I was happy to see that by the time I heard of some issues, they were already resolved. On June 16th, Matt Mullenweg posted that he’d been banned from Google. Happily, Matt kept updating the status as he learned more. It turns out that someone had uncovered Matt’s password by scouring the source code for a new project Matt was working on. The bad guy flipped on a privacy feature on Matt’s blog that added a “noindex” meta tag. And we know what the noindex tag does. When Matt figured this out, he removed the noindex tag and he’s back in Google now. In general, if your server is down for a few days and Googlebot can’t crawl your pages, those pages can drop out of our index. But when the pages are alive again, Google will often find the pages quickly and you should usually return to where you were before.
Ruslan Abuzant noticed what looked like a fragment of a server status page. He posted over at Digital Point Forums, and people there debated if the fragment was real or not. Yes, it was real. No, I’m not going to comment on what any of it means. 🙂 Folks have taken steps to keep it from happening in the future, but personally, I think that we need to start including some extra settings for fun. I’d say that we should add
–initial_time_travel_wormhole=”Wednesday, December 31 1969 11:11 pm”

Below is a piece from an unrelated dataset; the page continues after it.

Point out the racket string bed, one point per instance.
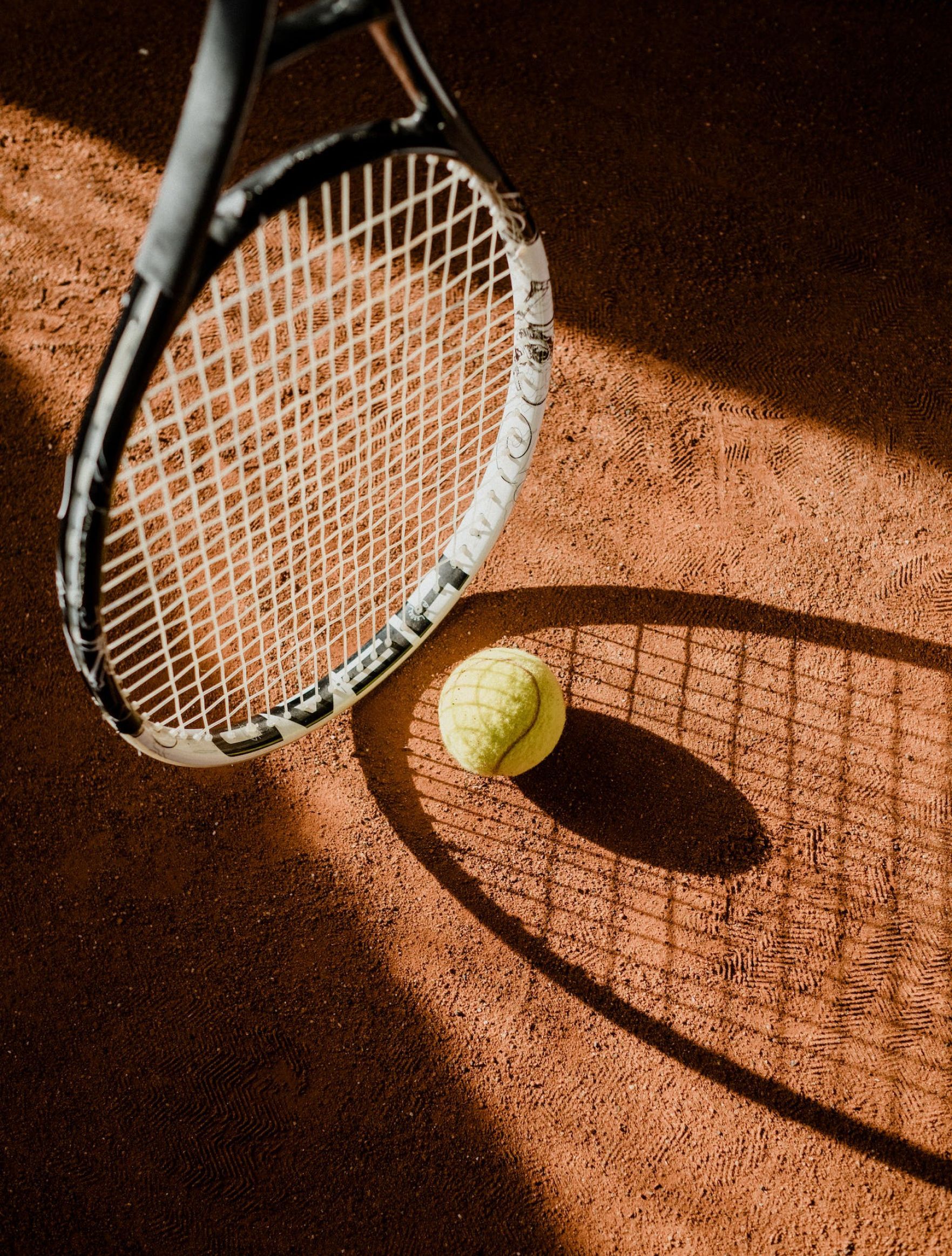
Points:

Let’s see, what else. When I saw the obligatory “Google found data we didn’t want indexed” article that I missed while I was gone, I almost didn’t bother to ask around. Barry covered this story pretty well when he noted that Googlebot doesn’t go around guessing passwords. I assumed that someone left the information lying out somehow, or that there was a hyperlink out on the web with a username and password embedded in it. When I had a chance to talk to a colleague back at Google, I got a little more info though. He said he didn’t mind if I reprinted what he found:
The URL was on a server that this school district thought was password-protected. Before they took down the server, I was able to retrieve the live URL. I was getting a username/password login page with a regular Firefox user agent, but I got a server error when I changed the UA as Googlebot. I changed back to Firefox and was able to retrieve the username/password page again. It seems their document system was cloaking to Gbot, likely unbeknownst to the people who are writing us now and requesting the removal.

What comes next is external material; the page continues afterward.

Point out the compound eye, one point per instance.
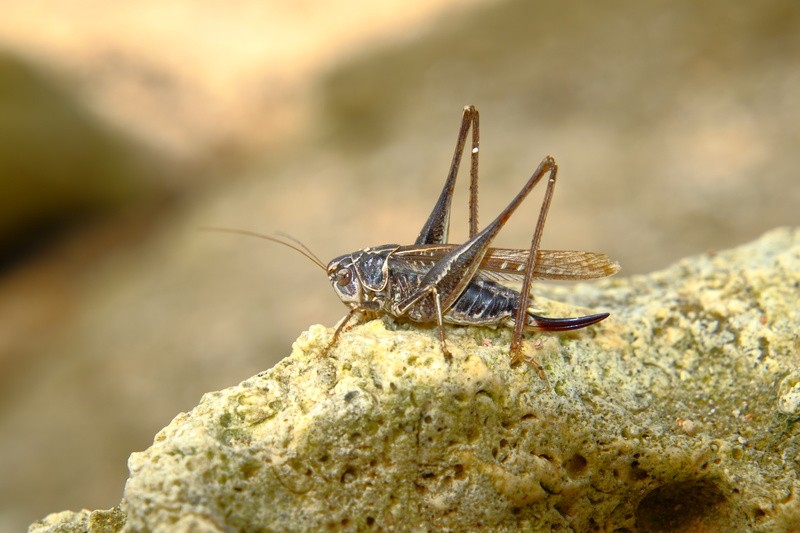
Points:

That’s my best guess for how the information got into Google. Of course it’s a moot point now because the urls are no longer in Google. But that’s what prompted me to write a short/sweet “How to herd Googlebot” post. If you administer a web server which has information that you don’t want to be public, it’s easier to exclude content in advance than to try to remove it from search engines later.
Again, I’m still catching up, but I’m planning to discuss at least a couple more things that I missed while I was on vacation.